WeWork is designed to accommodate this new type of paradigm. It’s also magnified everything the open-concept workspace was meant to spark. The flexible working environment created at co-working spaces like WeWork has helped encourage creativity and collaboration. Co-working spaces like it have also become the nexus of information sharing and networking. With more companies housed under one roof, there’s also greater opportunity for individual professional growth and for start-ups to collectively mine leads.

To encourage networking between companies, WeWork offers various extras from lunch and learns to office hours with industry leaders. That’s on top of other events hosted in a space. These events have been successful largely because the company focuses on making the community a pillar in the company’s overarching cultural narrative. Start-ups based at WeWork facilities are now constantly exposed to new ideas and networking opportunities, simply by sharing an address with other exciting companies.

Massive Up-side

Perks come with the office too. There are wellness initiatives, communal areas, free refreshments, and on-site staff dedicated to helping start-ups maintain their productivity without having to sweat the details. Printers are on every floor and office supplies are on hand. Phone booths are available for private calls. Mail and package handling are also taken care of. Basically, anything needed to get through a business day is at an organization’s fingertips, no matter what its size or scale. These extras are particularly useful to a new company that may not have the budget for industrial printers or a receptionist.

Money is saved, and yet teams have more time to be more creative, have the space they need to communicate more effectively, and the tools at their disposal to become better at every aspect of their professional life. This, without feeling as if they are crammed shoulder to shoulder with colleagues. And all this with the added bonus of lightning-fast Wi-Fi, comfy couches, and communal kitchens.

WeWork has somehow made coming to work feel cool.

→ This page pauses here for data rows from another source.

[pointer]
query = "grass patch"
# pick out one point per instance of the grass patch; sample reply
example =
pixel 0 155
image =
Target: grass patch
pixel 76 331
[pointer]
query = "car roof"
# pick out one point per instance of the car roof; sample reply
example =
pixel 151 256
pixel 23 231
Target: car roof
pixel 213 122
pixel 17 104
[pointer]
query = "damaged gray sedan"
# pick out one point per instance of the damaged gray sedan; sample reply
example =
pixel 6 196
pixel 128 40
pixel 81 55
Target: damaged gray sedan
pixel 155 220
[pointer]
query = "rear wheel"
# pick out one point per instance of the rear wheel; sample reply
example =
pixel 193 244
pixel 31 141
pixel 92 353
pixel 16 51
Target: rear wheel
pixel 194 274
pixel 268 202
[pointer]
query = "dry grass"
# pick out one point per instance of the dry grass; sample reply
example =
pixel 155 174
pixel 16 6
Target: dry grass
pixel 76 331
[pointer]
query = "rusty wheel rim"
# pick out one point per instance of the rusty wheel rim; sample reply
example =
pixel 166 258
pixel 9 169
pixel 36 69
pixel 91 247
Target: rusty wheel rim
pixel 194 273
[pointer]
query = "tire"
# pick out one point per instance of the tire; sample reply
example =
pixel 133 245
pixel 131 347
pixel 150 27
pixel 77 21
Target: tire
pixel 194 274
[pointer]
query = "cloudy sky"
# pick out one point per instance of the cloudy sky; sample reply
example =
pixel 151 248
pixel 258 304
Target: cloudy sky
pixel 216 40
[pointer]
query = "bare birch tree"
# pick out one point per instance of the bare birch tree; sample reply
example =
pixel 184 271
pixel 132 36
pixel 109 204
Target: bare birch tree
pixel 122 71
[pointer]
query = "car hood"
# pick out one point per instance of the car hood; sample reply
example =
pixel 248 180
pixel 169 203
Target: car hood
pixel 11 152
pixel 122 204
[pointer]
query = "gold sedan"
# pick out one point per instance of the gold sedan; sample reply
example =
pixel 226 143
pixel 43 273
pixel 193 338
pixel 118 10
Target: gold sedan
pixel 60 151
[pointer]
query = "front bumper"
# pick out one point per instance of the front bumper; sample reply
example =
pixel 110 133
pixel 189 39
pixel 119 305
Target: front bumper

WeWork Conference Room @WeWork

If you’re a start-up crunching numbers, co-working spaces just make sense. They’re efficient, cost-saving, and a natural networking catalyst. Best of all, they’re able to grow with you. You could rent a floor of a building at a premium (plus the added cost of furnishings), or you could rent exactly what you need in a central location for a fraction of the cost. Your company budget will be happy, and so will your employees. Everyone will have access to flexible spaces that fit with their work style, while simultaneously fulfilling a business’s core needs.

As it turns out, the modular office is quickly becoming the new normal.